Molecular profiling applied to lung cancer adenocarcinoma (LUAD) research has shed light on precursor lesions at various stages including adenomatous hyperplasia (AAH), adenocarcinoma in situ (AIS), minimally invasive AD (MIA). With whole-exome sequencing and more refined multiregional exome sequencing, key mutations in driver genes such as EGFR, RBM10, BRAF, ERBB2, TP53, KRAS, MAP2K1, and MET are already observed in PMLs. Although these well-known cancer driver events appear early, a rather gradual increment of other events such as APOBEC-associated mutations, total mutational burden, arm and focal copy-number alteration, allelic imbalance, TP53, and HLA loss of heterozygosity accompany malignant progression (43, 44). Using reduced representation bisulfite sequencing, gradual increases in methylation aberrations and intratumoral heterogeneity in the methylation landscape were also observed from early to late lesions (45). These tumor cell-specific changes were accompanied by a gradual decrease in antitumor response and an increase of suppressive or dysfunctional immune cell subtypes along the progression axis (46). Combining targeted immune-related mRNA profiling and TCR profiling with genomic profiling, an association of summed effects of genomic/epigenetic changes and immune alterations was established, although the association of the immune contexture with any single tumor feature was weak, indicating heterogeneous mechanisms that converge on the progression towards immune evasion (46). Dysregulated immunity was also observed in the precursor bronchial PMLs to lung squamous cell cancer (LUSC) through large-scale sequencing (47). Examination of TCR diversity in PML samples revealed a decreased diversity associated with regressed and non-progressed PMLs within the proliferative subtype, indicative of the encroaching of a few dominant T-cell clones in suppressing transformation (48). TCR diversity is negatively associated with IFN signaling scores and antigen processing signatures. Bulk molecular characterization of lung precancer lesions clarified genetic events that occur early versus later in malignant transformation and implicated tumor microenvironmental changes occurring during tumor progression.

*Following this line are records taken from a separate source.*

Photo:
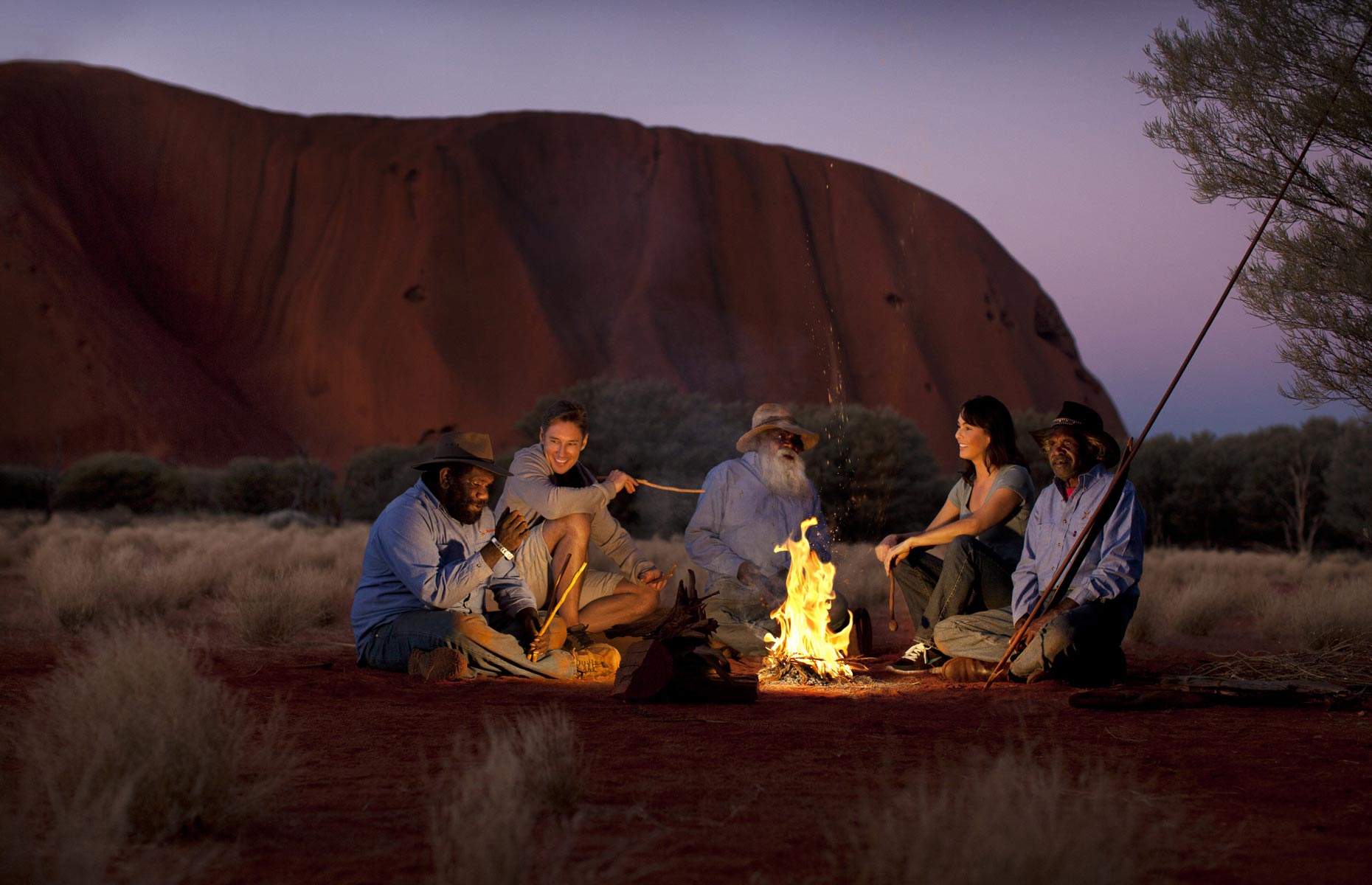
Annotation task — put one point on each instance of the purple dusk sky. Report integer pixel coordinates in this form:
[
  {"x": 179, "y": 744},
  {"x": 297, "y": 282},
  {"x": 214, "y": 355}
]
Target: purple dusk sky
[{"x": 1017, "y": 111}]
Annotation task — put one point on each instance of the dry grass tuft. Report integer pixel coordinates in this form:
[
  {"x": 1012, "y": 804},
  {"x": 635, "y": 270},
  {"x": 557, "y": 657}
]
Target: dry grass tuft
[
  {"x": 274, "y": 608},
  {"x": 1008, "y": 818},
  {"x": 1298, "y": 600},
  {"x": 489, "y": 799},
  {"x": 88, "y": 574},
  {"x": 128, "y": 746},
  {"x": 1348, "y": 662}
]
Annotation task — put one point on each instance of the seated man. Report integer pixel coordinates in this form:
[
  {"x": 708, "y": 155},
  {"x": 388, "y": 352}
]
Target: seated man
[
  {"x": 1078, "y": 639},
  {"x": 567, "y": 510},
  {"x": 430, "y": 559},
  {"x": 751, "y": 505}
]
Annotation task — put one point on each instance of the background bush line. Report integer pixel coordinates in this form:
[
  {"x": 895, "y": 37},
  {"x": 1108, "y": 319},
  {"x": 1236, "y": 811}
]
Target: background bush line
[{"x": 1281, "y": 487}]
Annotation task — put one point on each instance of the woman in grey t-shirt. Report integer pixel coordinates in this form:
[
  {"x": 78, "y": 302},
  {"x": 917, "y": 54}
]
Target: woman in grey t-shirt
[{"x": 983, "y": 524}]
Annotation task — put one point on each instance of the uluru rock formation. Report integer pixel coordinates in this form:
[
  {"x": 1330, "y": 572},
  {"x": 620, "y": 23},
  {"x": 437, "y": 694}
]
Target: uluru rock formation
[{"x": 195, "y": 279}]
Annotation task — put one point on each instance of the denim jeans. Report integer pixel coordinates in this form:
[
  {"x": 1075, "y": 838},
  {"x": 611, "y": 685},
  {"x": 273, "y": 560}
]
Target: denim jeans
[
  {"x": 969, "y": 578},
  {"x": 1080, "y": 647},
  {"x": 493, "y": 644}
]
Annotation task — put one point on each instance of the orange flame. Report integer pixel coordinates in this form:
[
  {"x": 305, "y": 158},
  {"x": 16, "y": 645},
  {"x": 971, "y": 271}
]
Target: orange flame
[{"x": 803, "y": 618}]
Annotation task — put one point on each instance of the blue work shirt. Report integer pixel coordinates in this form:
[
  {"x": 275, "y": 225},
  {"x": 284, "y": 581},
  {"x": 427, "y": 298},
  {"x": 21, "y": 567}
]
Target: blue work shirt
[
  {"x": 740, "y": 519},
  {"x": 419, "y": 558},
  {"x": 1112, "y": 566}
]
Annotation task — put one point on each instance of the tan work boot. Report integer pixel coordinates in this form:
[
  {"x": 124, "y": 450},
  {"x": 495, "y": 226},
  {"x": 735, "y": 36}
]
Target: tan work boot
[
  {"x": 593, "y": 659},
  {"x": 442, "y": 664}
]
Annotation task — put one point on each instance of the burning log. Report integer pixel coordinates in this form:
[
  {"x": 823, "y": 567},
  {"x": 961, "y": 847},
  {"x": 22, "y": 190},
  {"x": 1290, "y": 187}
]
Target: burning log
[{"x": 674, "y": 662}]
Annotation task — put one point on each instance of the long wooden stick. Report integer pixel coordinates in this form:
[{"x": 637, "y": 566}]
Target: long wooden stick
[
  {"x": 644, "y": 482},
  {"x": 892, "y": 599},
  {"x": 1068, "y": 569},
  {"x": 553, "y": 614},
  {"x": 1132, "y": 449}
]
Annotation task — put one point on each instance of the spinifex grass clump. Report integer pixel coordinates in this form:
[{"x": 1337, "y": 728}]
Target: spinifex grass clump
[
  {"x": 274, "y": 608},
  {"x": 1008, "y": 818},
  {"x": 129, "y": 744}
]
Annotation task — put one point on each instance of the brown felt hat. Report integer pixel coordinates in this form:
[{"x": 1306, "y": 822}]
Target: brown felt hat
[
  {"x": 1086, "y": 422},
  {"x": 770, "y": 416},
  {"x": 474, "y": 449}
]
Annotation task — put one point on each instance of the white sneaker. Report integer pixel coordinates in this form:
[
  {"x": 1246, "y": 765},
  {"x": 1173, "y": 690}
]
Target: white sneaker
[{"x": 917, "y": 660}]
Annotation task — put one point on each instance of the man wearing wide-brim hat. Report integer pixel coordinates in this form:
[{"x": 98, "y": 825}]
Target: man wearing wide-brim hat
[
  {"x": 751, "y": 505},
  {"x": 431, "y": 556},
  {"x": 1078, "y": 639}
]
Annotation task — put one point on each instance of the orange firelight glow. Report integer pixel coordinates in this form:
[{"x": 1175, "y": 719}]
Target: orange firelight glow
[{"x": 803, "y": 620}]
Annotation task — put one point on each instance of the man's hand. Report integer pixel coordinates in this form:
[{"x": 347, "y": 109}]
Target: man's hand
[
  {"x": 510, "y": 529},
  {"x": 654, "y": 578},
  {"x": 538, "y": 645},
  {"x": 773, "y": 590},
  {"x": 623, "y": 482},
  {"x": 896, "y": 553}
]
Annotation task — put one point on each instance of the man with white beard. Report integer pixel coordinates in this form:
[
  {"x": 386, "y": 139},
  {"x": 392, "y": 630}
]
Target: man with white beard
[{"x": 749, "y": 507}]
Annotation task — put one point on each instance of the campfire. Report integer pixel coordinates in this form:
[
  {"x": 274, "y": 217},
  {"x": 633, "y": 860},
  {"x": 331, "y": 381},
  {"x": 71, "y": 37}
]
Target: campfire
[{"x": 805, "y": 650}]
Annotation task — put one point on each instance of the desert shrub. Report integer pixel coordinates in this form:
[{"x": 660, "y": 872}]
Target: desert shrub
[
  {"x": 488, "y": 800},
  {"x": 950, "y": 826},
  {"x": 260, "y": 486},
  {"x": 24, "y": 487},
  {"x": 274, "y": 608},
  {"x": 873, "y": 471},
  {"x": 113, "y": 479},
  {"x": 375, "y": 476},
  {"x": 199, "y": 489},
  {"x": 131, "y": 744}
]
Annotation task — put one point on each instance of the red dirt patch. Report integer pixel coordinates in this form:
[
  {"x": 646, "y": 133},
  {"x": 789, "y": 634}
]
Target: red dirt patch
[{"x": 1278, "y": 795}]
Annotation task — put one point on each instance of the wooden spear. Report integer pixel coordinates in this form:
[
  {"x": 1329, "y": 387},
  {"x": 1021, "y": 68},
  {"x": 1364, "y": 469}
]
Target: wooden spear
[{"x": 1132, "y": 449}]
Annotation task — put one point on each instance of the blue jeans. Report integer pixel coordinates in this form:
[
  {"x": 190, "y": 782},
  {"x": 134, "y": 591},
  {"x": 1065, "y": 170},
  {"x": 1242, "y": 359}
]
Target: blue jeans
[
  {"x": 969, "y": 578},
  {"x": 1080, "y": 647},
  {"x": 493, "y": 644}
]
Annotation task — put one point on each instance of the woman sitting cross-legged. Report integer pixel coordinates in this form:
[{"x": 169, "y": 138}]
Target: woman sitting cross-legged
[{"x": 981, "y": 524}]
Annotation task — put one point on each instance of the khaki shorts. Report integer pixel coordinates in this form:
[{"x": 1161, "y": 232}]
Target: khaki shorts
[{"x": 533, "y": 563}]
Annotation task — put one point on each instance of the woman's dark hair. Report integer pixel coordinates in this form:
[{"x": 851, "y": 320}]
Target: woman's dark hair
[
  {"x": 991, "y": 414},
  {"x": 566, "y": 411}
]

In breast cancer, the value of bulk characterization has been demonstrated in characterizing ductal carcinoma in situ (DCIS) pre-invasive lesions. The profiling of two well-annotated cohorts of DCIS specimens with matched recurrence/invasion data identified 812 genes and an early onset copy-number profile that can be used as a classifier for recurrence and invasive progression with high accuracy. Biological programs underlying these molecular profiles include cell-cycle progression, growth factor signaling, increased metabolism, and elevated immune response. The latter was further probed by multiplexed ion beam imaging (MIBI) to reveal associations between CD4+ T cells, myeloid and plasmacytoid dendritic cells, monocytes, and macrophages, with DCIS recurrence (49). Classification efforts in other precancer types produce similar translational values. Transcriptomic profiling produced two nevi/melanoma subtypes: type 1 characterized by pigmentation-type and MITF gene signature and type 2 characterized by inflammatory-type and AXL gene signature, with the former predicted to confer resistance to BRAF/MEK inhibitor and the latter to anti-PD1 treatment (50). Although in cervical cancer, integration of premalignant cervical intraepithelial neoplasia sequencing with HPV status classified high versus low-risk subtypes (51). These multidimensional precancer characterization efforts not only enhance our understanding of the biology of tumor progression but also lay a solid foundation for translational applications such as risk prediction.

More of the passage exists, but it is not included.